En moins de deux mois, quatre salariés ont mis fin à leurs jours. Un premier salarié s’est pendu le 19 avril dans un local technique de l’usine. En mai, deux autres salariés se sont donné la mort à leur domicile et le quatrième s’est jeté d’un pont. Depuis, l’entreprise a décidé d’instaurer des mesures préventives. Une cellule d’écoute doit notamment être mise en place.

La CGT se dit "satisfaite" de cet engagement car le syndicat tient à mentionner que l’atelier de ferrage, où travaillaient trois des quatre salariés suicidés, dénombre 35 cas de dépression sur les 1 500 employés. "Les conditions de travail sont difficiles car ce secteur restructure régulièrement. Les cadences sont toujours aussi lourdes et pourtant la direction annonce une baisse des effectifs, relève le syndicat.
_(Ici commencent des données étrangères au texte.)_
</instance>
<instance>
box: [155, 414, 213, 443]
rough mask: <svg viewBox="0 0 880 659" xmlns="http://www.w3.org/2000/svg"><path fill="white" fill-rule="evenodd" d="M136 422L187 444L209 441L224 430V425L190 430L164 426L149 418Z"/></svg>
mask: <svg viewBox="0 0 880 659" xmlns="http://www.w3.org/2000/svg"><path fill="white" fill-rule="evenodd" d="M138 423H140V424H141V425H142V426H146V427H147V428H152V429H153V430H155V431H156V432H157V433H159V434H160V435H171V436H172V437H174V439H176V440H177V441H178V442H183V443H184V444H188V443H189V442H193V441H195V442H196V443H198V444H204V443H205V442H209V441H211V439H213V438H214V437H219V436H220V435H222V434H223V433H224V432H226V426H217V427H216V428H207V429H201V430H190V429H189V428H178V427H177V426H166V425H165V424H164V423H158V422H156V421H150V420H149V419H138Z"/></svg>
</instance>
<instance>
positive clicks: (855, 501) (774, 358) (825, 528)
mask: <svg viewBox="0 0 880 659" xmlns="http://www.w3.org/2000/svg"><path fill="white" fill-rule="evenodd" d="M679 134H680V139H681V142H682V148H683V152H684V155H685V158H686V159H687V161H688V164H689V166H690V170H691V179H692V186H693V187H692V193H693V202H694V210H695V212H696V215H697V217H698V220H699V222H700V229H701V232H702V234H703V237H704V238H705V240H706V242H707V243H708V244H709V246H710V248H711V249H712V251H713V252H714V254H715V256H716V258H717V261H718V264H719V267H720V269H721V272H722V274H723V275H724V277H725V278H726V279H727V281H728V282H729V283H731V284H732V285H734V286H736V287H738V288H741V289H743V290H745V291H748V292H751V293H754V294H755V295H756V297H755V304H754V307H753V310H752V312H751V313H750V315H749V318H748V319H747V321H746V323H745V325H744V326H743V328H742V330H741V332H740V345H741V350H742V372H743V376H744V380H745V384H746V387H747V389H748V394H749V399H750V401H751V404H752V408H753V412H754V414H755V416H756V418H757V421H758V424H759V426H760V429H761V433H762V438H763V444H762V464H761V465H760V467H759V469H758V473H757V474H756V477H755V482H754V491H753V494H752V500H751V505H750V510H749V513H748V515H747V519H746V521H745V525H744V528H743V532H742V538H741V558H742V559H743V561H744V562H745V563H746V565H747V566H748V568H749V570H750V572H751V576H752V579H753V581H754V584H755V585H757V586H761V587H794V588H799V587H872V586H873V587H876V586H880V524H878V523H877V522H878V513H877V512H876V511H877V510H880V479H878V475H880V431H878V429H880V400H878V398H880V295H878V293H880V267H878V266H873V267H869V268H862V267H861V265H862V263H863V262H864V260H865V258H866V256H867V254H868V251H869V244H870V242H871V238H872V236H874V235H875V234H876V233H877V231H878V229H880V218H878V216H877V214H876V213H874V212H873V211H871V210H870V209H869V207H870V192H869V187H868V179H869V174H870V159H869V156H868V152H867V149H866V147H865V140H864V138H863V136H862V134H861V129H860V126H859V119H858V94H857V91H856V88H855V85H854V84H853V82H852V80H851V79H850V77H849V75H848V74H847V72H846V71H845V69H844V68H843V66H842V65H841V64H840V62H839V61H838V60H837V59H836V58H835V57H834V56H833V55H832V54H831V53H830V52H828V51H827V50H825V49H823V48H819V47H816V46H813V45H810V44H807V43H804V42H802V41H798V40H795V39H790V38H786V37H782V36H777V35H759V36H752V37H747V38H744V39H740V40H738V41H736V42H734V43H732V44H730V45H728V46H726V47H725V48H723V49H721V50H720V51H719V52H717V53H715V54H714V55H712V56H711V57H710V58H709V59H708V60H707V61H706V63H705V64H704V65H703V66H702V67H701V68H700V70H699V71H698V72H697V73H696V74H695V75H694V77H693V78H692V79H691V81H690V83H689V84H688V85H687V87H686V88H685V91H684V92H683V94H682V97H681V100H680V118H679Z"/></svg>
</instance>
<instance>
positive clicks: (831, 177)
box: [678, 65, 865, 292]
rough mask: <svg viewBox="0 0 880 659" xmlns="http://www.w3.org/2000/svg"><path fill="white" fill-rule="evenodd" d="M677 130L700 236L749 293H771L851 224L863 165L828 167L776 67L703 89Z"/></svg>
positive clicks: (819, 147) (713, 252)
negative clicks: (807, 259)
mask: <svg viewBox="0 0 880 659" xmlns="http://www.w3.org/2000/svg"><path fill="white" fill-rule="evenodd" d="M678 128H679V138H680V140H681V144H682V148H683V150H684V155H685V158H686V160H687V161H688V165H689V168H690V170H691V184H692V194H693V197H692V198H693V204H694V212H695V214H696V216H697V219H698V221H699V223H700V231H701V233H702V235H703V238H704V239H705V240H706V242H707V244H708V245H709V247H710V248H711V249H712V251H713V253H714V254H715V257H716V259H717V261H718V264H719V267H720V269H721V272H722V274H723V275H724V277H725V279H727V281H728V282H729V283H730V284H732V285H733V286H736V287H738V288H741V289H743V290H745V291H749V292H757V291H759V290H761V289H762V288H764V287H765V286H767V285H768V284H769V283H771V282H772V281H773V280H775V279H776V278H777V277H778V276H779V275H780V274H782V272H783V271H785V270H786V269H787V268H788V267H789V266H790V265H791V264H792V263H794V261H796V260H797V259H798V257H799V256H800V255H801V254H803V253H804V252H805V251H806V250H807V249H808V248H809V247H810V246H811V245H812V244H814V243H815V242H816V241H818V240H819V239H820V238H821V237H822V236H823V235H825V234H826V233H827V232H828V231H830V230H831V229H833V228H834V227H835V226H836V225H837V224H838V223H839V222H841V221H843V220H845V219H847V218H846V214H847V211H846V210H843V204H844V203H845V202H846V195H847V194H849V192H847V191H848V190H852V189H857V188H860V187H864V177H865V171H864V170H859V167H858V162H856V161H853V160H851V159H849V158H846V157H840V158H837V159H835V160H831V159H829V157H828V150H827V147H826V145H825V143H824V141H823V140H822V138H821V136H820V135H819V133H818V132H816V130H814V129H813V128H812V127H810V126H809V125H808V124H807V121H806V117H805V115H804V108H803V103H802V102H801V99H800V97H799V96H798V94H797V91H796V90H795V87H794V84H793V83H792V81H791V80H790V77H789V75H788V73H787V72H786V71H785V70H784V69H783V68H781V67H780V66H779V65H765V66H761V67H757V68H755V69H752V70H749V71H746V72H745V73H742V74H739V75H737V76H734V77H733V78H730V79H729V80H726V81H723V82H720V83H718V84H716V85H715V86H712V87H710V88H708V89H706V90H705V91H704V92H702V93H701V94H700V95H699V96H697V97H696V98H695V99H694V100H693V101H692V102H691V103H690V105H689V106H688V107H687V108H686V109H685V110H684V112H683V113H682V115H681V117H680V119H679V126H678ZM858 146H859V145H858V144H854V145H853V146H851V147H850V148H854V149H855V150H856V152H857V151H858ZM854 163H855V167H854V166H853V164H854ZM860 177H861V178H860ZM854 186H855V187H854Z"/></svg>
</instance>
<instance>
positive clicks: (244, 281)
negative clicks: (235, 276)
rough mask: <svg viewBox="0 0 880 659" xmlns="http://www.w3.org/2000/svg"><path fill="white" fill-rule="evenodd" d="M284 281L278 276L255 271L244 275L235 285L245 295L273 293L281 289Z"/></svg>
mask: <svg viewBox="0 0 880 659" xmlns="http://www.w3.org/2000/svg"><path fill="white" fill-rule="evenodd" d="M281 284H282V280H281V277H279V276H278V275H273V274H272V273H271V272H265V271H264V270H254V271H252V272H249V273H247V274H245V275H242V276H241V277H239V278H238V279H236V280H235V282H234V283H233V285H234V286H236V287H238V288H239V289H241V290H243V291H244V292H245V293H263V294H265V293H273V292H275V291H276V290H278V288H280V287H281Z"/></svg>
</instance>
Ces courriers rajoutent une pression supplémentaire aux salariés."

"Ces lettres sont envoyées dans des cas très rares, voire extrêmes", précise la direction de PSA Peugeot-Citroën à Mulhouse. Elles sont précédées d’un entretien téléphonique. "Cette démarche est faite après consultation du médecin du travail, en respect du droit social et vise à renouer le dialogue avec le salarié", assure l’entreprise.

Mais selon Me Philippe Ravisy, avocat spécialisé en droit social et auteur du livre Le Harcèlement moral au travail, "cette lettre exerce une pression qui est non conforme aux règles du droit du travail" : l’article L. 230-2 du code du travail indique que "l’employeur est tenu d’assurer la santé et la sécurité de ses salariés". Me Ravisy ajoute que cette note "porte atteinte à la liberté d’être malade" (L. 120-2).

Un autre avocat, Me Christophe Ricour, également spécialisé en droit du travail et habitué à défendre les entreprises, confirme : "Cette lettre est culpabilisante dans le cadre d’un arrêt de travail." Et d’ajouter : "Elle n’est pas écrite dans la nuance, elle est même discriminatoire à l’égard de la santé de l’employé. L’entreprise peut lui reprocher son absence et non sa maladie. Or c’est ce qu’elle fait quand elle lui demande de modifier son comportement."

UNE POLITIQUE DE PLUS EN PLUS AGRESSIVE CONTRE L’ABSENTÉISME

Les propos de Me Ricour s’appuient sur l’article L. 122-45, selon lequel "aucun salarié ne peut être sanctionné, licencié ou faire l’objet d’une mesure discriminatoire, directe ou indirecte, notamment en raison de son état de santé". Concernant "la perturbation du service évoquée, cela est toujours difficile à prouver", indique Me Ricour.

Selon la CGT, le taux d’absentéisme du site tourne autour de 4 % depuis deux mois. Un chiffre comparable à la moyenne régionale des entreprises en Alsace, selon la direction régionale du travail. "Certaines recensent un taux plus important, de l’ordre de 8 % à 10 %", précise le directeur régional du travail, Philippe Solde, qui tient à rappeler que "la politique des ressources humaines est de plus en plus agressive pour lutter contre l’absentéisme".

Au-delà de cette lettre, le délégué syndical CGT de PSA à Mulhouse fait état d’autres méthodes utilisées par l’entreprise envers ses salariés malades : "Certains responsables de secteur vont jusqu’à appeler des personnes en arrêt de travail pour leur demander de terminer leur congé maladie plus tôt et de revenir travailler afin de pallier le retard de la productivité."